После отбоя кого-то из воспитателей наряжают Дедом Морозом. А ближе к полуночи мы будим малышей — их надо еще будить по ночам. И на обратном пути стараемся провести их мимо зала, где Дед Мороз колдует над елкой. Сколько потом разговоров!
— Я сам видел. Сам! Дед Мороз елку украшал. С бородой, в шапке...
— А я, я видел Новый год! Он совсем маленький, огоньки развешивал.
А утром, когда малыши убирают постели, под подушками обнаруживают гостинцы. Так было и на этот раз.
Я подошел к Вовке. Он счастливый сидел на постели и улыбался во всю ширь своими синими глазами.
— Я спал, спал, а потом вдруг проснулся. Гляжу... Дед Мороз подарки всем под подушку кладет. Настоящий! В снегу весь. Мне даже холодно стало. А потом он ушел. Приоткрыл дверь и ушел. А может, растаял?
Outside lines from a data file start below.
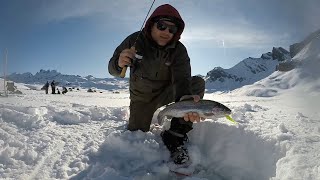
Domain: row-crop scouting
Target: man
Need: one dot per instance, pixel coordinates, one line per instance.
(53, 87)
(163, 75)
(46, 87)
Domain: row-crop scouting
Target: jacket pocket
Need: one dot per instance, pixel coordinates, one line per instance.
(140, 89)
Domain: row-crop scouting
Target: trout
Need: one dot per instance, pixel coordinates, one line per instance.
(205, 108)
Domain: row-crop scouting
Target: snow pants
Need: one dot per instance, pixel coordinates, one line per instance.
(141, 113)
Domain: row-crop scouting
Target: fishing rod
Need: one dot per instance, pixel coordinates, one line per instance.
(124, 69)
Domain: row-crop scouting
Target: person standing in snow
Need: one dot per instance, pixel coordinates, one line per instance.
(163, 75)
(46, 87)
(53, 87)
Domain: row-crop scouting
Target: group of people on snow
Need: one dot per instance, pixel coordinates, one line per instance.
(53, 85)
(161, 76)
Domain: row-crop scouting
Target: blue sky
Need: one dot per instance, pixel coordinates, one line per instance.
(79, 36)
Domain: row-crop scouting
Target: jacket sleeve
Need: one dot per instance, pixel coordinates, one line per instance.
(181, 72)
(113, 67)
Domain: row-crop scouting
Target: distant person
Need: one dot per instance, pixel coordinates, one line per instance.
(46, 87)
(162, 76)
(53, 87)
(64, 90)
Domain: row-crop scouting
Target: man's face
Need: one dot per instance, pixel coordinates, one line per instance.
(162, 32)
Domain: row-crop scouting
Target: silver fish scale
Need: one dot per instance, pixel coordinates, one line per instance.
(205, 108)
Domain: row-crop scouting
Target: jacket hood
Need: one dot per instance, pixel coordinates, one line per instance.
(166, 11)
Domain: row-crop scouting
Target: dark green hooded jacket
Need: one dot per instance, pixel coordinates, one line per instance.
(162, 69)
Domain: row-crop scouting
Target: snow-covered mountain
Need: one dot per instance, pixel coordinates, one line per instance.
(89, 81)
(305, 76)
(246, 72)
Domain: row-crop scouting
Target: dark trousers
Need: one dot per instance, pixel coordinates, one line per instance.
(141, 113)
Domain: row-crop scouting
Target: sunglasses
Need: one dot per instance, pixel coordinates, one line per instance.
(163, 26)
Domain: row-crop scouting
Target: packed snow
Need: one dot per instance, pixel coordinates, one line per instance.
(82, 135)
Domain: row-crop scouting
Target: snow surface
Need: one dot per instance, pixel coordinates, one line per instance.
(82, 135)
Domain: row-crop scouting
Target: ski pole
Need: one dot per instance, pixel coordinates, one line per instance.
(124, 69)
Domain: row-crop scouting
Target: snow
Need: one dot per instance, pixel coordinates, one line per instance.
(83, 135)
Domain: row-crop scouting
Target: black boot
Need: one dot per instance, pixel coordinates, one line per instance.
(175, 144)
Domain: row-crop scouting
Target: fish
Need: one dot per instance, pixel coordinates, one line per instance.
(205, 108)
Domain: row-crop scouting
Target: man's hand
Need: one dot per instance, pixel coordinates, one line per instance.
(192, 116)
(126, 56)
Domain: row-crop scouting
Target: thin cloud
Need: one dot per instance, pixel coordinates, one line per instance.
(62, 10)
(233, 36)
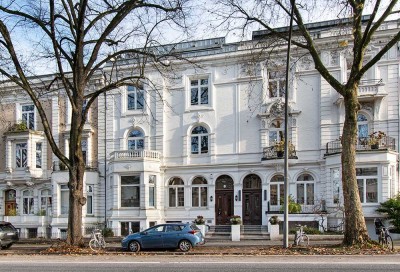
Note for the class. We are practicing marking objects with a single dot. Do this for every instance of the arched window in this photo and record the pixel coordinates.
(199, 140)
(176, 192)
(305, 189)
(27, 202)
(362, 125)
(199, 192)
(276, 190)
(135, 140)
(276, 131)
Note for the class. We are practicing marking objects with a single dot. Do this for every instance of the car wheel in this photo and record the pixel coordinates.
(185, 245)
(134, 246)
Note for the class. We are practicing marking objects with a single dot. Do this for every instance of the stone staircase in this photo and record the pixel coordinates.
(248, 232)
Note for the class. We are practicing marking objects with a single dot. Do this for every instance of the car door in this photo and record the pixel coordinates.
(153, 237)
(173, 234)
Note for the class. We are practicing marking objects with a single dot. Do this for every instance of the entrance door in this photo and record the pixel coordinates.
(252, 207)
(223, 206)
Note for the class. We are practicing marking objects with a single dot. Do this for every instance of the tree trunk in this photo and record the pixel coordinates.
(356, 230)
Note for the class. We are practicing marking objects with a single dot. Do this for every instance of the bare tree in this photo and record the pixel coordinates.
(243, 15)
(79, 38)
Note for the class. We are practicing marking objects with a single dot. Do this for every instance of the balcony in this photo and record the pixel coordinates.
(386, 143)
(135, 155)
(271, 153)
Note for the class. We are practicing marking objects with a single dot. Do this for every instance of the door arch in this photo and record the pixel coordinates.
(223, 200)
(252, 214)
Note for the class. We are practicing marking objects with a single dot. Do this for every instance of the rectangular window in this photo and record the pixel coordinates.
(199, 94)
(64, 199)
(28, 115)
(276, 83)
(89, 199)
(336, 185)
(38, 155)
(152, 191)
(135, 99)
(21, 155)
(130, 191)
(367, 182)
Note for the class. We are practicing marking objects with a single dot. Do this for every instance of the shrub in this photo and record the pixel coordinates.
(391, 208)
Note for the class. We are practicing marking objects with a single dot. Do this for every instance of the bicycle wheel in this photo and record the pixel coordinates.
(303, 240)
(388, 242)
(94, 245)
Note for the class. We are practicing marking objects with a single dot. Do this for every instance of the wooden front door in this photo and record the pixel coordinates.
(223, 206)
(252, 214)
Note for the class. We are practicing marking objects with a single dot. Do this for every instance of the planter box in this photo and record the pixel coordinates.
(235, 232)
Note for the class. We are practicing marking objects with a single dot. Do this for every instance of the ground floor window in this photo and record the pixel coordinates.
(367, 181)
(129, 227)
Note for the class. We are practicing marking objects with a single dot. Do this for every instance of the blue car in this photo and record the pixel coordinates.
(170, 235)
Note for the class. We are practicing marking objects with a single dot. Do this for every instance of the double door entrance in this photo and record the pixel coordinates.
(250, 199)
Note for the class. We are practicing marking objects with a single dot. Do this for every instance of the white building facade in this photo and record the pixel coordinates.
(204, 140)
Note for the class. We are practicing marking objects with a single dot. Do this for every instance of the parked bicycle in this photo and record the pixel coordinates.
(301, 238)
(384, 237)
(97, 241)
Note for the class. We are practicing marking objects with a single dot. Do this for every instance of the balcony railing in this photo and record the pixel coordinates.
(271, 153)
(135, 154)
(59, 166)
(386, 143)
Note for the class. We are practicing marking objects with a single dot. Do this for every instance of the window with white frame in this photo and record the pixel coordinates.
(46, 202)
(130, 191)
(152, 190)
(176, 192)
(21, 155)
(89, 199)
(276, 131)
(305, 189)
(199, 91)
(199, 140)
(64, 199)
(367, 181)
(135, 140)
(335, 174)
(277, 83)
(276, 190)
(363, 130)
(199, 192)
(38, 155)
(27, 202)
(28, 115)
(135, 98)
(84, 145)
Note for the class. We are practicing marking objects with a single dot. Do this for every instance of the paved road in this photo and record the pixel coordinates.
(199, 263)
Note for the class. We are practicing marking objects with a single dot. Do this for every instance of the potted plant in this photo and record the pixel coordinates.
(236, 220)
(375, 138)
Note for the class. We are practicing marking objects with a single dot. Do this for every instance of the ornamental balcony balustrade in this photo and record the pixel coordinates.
(59, 166)
(385, 143)
(138, 154)
(272, 153)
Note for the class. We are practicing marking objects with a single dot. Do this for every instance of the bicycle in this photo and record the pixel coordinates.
(97, 241)
(384, 237)
(300, 238)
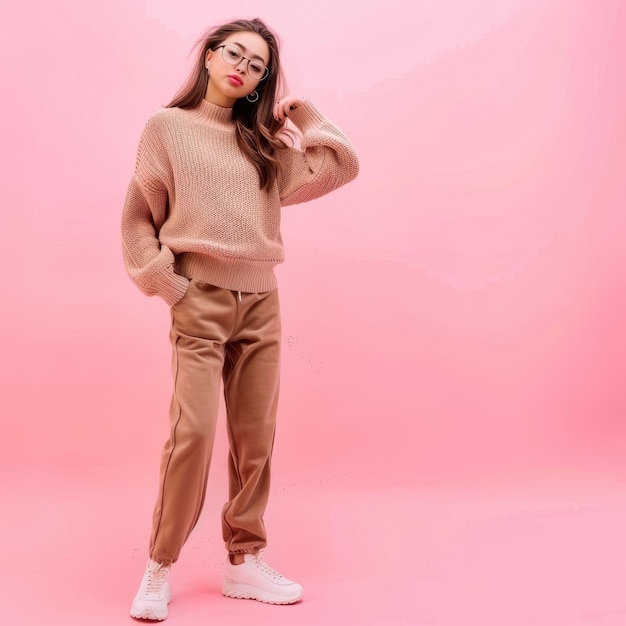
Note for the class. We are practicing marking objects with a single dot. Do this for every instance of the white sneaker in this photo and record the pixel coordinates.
(154, 593)
(256, 580)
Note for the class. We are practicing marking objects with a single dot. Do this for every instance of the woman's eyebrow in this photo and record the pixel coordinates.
(254, 56)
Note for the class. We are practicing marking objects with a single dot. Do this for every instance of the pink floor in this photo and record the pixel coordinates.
(549, 553)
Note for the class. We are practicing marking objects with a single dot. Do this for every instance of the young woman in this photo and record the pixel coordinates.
(201, 229)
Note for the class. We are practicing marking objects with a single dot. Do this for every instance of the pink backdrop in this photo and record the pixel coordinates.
(455, 316)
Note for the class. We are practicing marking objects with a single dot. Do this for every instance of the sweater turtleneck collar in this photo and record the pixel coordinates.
(214, 115)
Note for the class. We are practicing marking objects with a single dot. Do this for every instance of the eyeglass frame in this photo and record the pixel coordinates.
(267, 69)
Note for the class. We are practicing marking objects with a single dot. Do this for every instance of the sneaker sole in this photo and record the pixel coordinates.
(241, 591)
(150, 612)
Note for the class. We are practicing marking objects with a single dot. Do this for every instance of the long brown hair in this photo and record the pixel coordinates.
(256, 127)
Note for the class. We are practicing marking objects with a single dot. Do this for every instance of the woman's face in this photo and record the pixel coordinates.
(234, 70)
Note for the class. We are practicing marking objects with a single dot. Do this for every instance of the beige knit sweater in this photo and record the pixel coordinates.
(194, 207)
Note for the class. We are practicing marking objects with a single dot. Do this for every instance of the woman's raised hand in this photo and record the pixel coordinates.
(283, 106)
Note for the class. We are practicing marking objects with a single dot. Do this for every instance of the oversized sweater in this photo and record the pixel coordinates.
(195, 209)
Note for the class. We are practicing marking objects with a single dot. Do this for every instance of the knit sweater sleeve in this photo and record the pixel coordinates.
(325, 161)
(149, 263)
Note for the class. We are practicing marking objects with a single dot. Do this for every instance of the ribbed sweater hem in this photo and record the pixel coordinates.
(249, 276)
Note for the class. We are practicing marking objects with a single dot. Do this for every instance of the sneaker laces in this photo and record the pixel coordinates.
(155, 581)
(265, 568)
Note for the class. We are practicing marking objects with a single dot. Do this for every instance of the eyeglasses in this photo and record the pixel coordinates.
(232, 56)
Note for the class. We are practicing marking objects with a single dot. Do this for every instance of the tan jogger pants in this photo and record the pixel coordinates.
(218, 334)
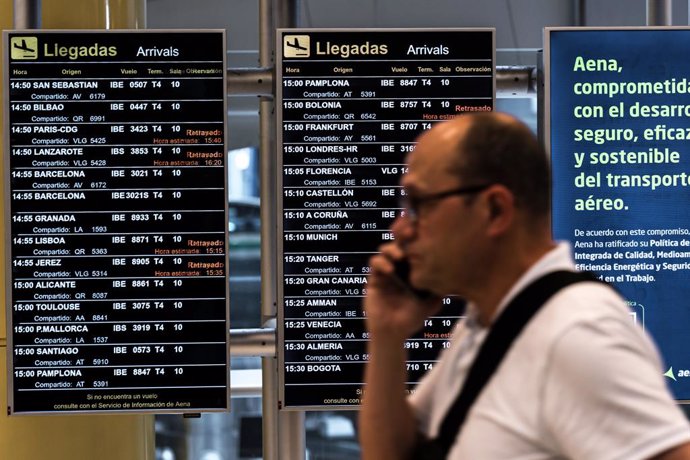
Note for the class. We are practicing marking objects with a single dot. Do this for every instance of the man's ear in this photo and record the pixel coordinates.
(500, 207)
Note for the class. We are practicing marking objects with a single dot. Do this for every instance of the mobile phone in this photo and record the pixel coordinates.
(402, 272)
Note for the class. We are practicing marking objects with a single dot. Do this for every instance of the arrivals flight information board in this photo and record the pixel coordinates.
(350, 104)
(116, 221)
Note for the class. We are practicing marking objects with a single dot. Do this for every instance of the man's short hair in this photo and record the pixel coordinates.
(497, 148)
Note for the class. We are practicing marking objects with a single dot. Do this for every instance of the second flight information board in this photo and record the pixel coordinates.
(117, 217)
(350, 104)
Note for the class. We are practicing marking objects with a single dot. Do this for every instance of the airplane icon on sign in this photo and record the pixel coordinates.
(24, 47)
(296, 46)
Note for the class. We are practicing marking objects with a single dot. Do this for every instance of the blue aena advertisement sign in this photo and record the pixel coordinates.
(618, 128)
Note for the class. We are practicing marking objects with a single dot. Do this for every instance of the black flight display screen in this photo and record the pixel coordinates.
(116, 219)
(350, 104)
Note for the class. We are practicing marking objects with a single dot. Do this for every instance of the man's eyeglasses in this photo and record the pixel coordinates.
(411, 204)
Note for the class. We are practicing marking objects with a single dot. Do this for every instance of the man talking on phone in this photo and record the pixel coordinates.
(566, 373)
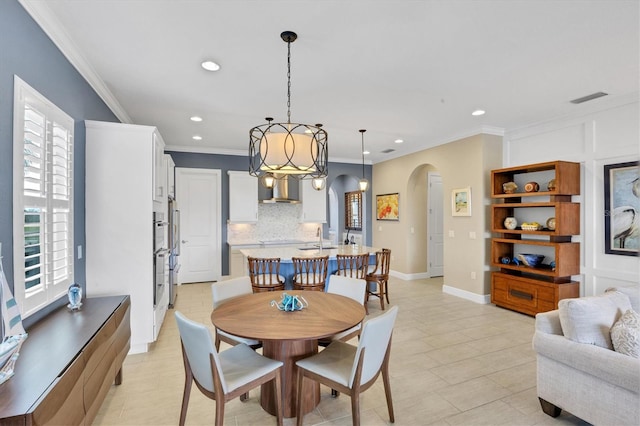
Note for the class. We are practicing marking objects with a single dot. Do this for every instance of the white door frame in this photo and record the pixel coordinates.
(432, 234)
(215, 174)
Весь день Вовка был радостно возбужден, всем показывал свой подарок — плюшевого кота, веселился с детворой вокруг елки. И у меня на сердце было легко и спокойно: к двери он не подошел ни разу. В день Рождества Христова Вовка отмочил номер на весь детский дом. К нам приехали шефы с завода — привезли книги и теплые вещи. Мы их ждали давно, и когда они приехали, все высыпали во двор помогать. Только малышей не выпустили, и они облепили «гляделки». Другие толпились у дверей.
Один лишь Вовка забрался на подоконник. Глаза в этот момент у него были тусклыми и равнодушными. Он сидел на подоконнике и не обращал никакого внимания на суету. Пожилая женщина — из шефов — спросила:
— Ты что, маленький, грустишь? А еще такой красивый мальчик. Или обижают тебя здесь?
— Обижают, тетенька, обижают, — проглатывая слезы, пробормотал Вовка. — Заберите меня с собой, а? Заберите?..
Было видно, что она не сразу справилась с волнением.
— Как же я заберу тебя, дурачок? У меня свои детки есть. Ты не плачь. Я поговорю насчет тебя...
Когда шефы уехали, в детском доме срочно собрался совет самоуправления. Собрались командиры всех отрядов. Батя сказал, что случилось ЧП. В детском отряде обидели новенького...
— Ты добровольно взял шефство над новичком, — обличал меня председатель совета Коля Гаврик. — Но, похоже, тебе нет до него дела...
И здесь Вовка, который до этой минуты безучастно сидел здесь же, с ревом бросился ко мне на шею:
— Я не хотел... Я нечаянно соврал. Не знаю, почему соврал...
Тем и закончилась эта проработка. Но я-то знал, почему соврал Вовка. Я знал, что как бы здесь у нас не относились к нему хорошо, настоящее «хорошо» где-то далеко, за семью замками. В прошлом? В будущем? Если б знать, как распечатать эти замки!..
Когда я собрался уходить в свой отряд, Вовка остановил меня.
— Не уходи, пожалуйста. У нас в комнате рядом со мной пустая кровать. Останься!
Он так посмотрел на меня, что я не мог отказать, хотя за нарушение режима у нас спрашивали строго. Вовка долго ворочался, вздыхал.
— Ты почему не спишь? — шепотом спросил я. Он затих, затем осторожно поднял голову.
— Сережка, поцелуй меня.
— Что? — я ошарашенно приподнялся на кровати.
— Меня мама всегда целовала перед сном.
В комнате было неестественно тихо. За окном опрокинулось огромное ночное небо, усеянное звездами. Легкий ветерок раскачивал тонкую ветку березы, и она с хрустальным звоном ударялась о стекло.
Выскользнув из-под одеяла, я подошел к Вовке и неумело чмокнул его в шею.
Я уже начал засыпать, когда кто-то неслышно подкрался ко мне и осторожно поцеловал меня в щеку. Я замер и долго лежал не шелохнувшись, боясь спугнуть нечто важное, огромное, давным-давно забытое. Я почувствовал себя неодиноким, счастливым, сильным.
Наверное, я тоже был «фонариком».
Прошло уже много лет. Я стал отцом, дедушкой. И до сих пор не пойму, не знаю: кто же меня поцеловал тогда, вечером в Рождественский праздник: детдомовец Вовка или Ангел?